- Low enrollment numbers could be permanent in some areas where students are moving beyond school district borders, cornering districts into difficult decisions, said education finance expert Marguerite Roza in a Tuesday webinar hosted by the Edunomics Lab at Georgetown University.
- Even though states are putting in place policies to buffer the impact, shrinking enrollment could result in a significant decline in funding districts receive from their state, forcing them to think about whether they need to "downsize their operations,” Roza said.
- In the past, districts reacted to enrollment-related funding losses by delaying budget cuts, which depletes reserves and causes more financial strain later, Roza said. Most also resisted closing schools even when declines persisted, and many will likely delay similar decisions this time around.
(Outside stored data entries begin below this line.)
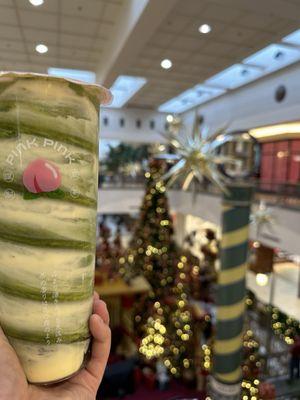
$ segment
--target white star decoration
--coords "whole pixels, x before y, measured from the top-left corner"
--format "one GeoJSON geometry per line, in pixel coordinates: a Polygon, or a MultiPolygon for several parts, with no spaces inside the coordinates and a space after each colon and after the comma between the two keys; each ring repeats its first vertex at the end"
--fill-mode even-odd
{"type": "Polygon", "coordinates": [[[256,226],[257,236],[259,236],[264,226],[272,230],[276,218],[272,211],[267,208],[266,203],[261,201],[256,211],[251,214],[250,221],[256,226]]]}
{"type": "MultiPolygon", "coordinates": [[[[225,128],[220,129],[212,137],[221,137],[224,130],[225,128]]],[[[157,156],[160,159],[177,161],[162,177],[164,180],[169,179],[168,186],[172,186],[178,178],[183,177],[182,188],[187,190],[193,179],[203,182],[203,179],[206,178],[221,191],[227,192],[227,178],[219,167],[225,164],[238,165],[239,160],[217,154],[218,139],[202,139],[196,118],[191,135],[187,135],[185,132],[177,135],[172,130],[162,135],[176,151],[176,154],[160,154],[157,156]]]]}

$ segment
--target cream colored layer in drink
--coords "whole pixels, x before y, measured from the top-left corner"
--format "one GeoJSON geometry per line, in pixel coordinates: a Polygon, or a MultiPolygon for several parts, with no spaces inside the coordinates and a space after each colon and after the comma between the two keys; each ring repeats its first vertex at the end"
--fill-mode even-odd
{"type": "Polygon", "coordinates": [[[74,374],[80,369],[82,354],[86,354],[89,346],[89,340],[49,347],[14,338],[10,342],[22,360],[27,379],[35,383],[55,382],[74,374]]]}

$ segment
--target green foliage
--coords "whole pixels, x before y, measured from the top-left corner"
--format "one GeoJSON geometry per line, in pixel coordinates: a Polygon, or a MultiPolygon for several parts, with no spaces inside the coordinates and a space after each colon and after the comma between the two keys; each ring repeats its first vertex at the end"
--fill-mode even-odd
{"type": "Polygon", "coordinates": [[[132,146],[127,143],[120,143],[118,146],[109,146],[109,151],[103,164],[108,172],[117,173],[127,165],[142,163],[148,157],[148,145],[132,146]]]}

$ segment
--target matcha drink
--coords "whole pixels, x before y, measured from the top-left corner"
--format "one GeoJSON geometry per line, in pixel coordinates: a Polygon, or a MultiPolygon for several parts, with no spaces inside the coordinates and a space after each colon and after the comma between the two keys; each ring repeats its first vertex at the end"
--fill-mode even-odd
{"type": "Polygon", "coordinates": [[[89,347],[108,100],[96,85],[0,73],[0,324],[33,383],[74,374],[89,347]]]}

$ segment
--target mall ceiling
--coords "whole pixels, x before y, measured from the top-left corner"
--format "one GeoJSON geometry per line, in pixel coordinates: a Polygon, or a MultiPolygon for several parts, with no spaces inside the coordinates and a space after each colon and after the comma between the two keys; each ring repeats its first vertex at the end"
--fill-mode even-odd
{"type": "Polygon", "coordinates": [[[0,0],[0,69],[93,70],[107,86],[143,76],[129,105],[157,108],[298,29],[299,17],[300,0],[0,0]],[[204,23],[209,34],[198,31],[204,23]]]}
{"type": "Polygon", "coordinates": [[[0,69],[96,70],[126,0],[0,0],[0,69]],[[37,43],[49,51],[38,54],[37,43]]]}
As many state legislative sessions get underway this month, Michael Leachman, vice president for state fiscal policy at the Center on Budget and Policy Priorities, warned states could sharply cut funding. According to a report released in December by the National Association of State Budget Officers, K-12 saw the largest decrease in state funding for fiscal year 2021 when compared to other state programs.
"Even in a situation where you get across-the-board cuts, the impact and the pain from those cuts are felt most deeply by the schools and kids who need the help the most," Leachman said during a Jan. 14 webinar, adding that how cuts are imposed can also impact their outcome.
Historically, even a 1% enrollment loss is "financially destabilizing for districts," Roza said. For example, Mesa Public Schools in Arizona is facing a loss of $23 million after a 6% decline in enrollment.
At the same time, some districts are making enrollment and funding gains, Roza said, adding however that it is often charter and private schools seeing increases in these areas.
To stave off funding destabilization, some states have developed or are considering alternative enrollment options. Kansas, for example, is allowing districts to choose between reporting this year's or 2020's enrollment. Colorado is allowing districts to calculate enrollment based on a multi-year average.
"States can do the right thing still," Leachman said, who urged states to make policy decisions focused on funding districts equitably and addressing learning losses.
While districts are making budget decisions based on lower enrollment numbers and funding cuts, they also are being tasked with addressing learning loss. Federal aid for learning loss provides approximately $1,100 per pupil, which Roza said could be used in various ways. For example:
- Pay for four months of COVID-19 testing for all students and staff twice a week to reopen school. While this may help schools reopen, it won't address learning loss.
- Reduce class size by two for all students for two years. Leaders will have to consider what happens when funds for this run out.
- Add a month of school for all students. Leaders will have to consider whether all students need the same kind and duration of support.
- Fund two years of tutoring for half of the students. While this is a more customizable option to meet students where they are, tutoring can oftentimes be stigmatizing and raises the question of whether students will participate.
- Give schools money per pupil to spend as they see fit. While this permits schools to innovate, not all districts are comfortable with a hands-off approach and that could lead to varying results.
While districts tinker with these options, many are calling on the federal government to provide funding in the next COVID-19 relief package to help stabilize state and local budgets. President-elect Joe Biden's proposed $1.9 trillion American Rescue Plan includes $350 billion in aid for that purpose, but some question the package's viability in Congress.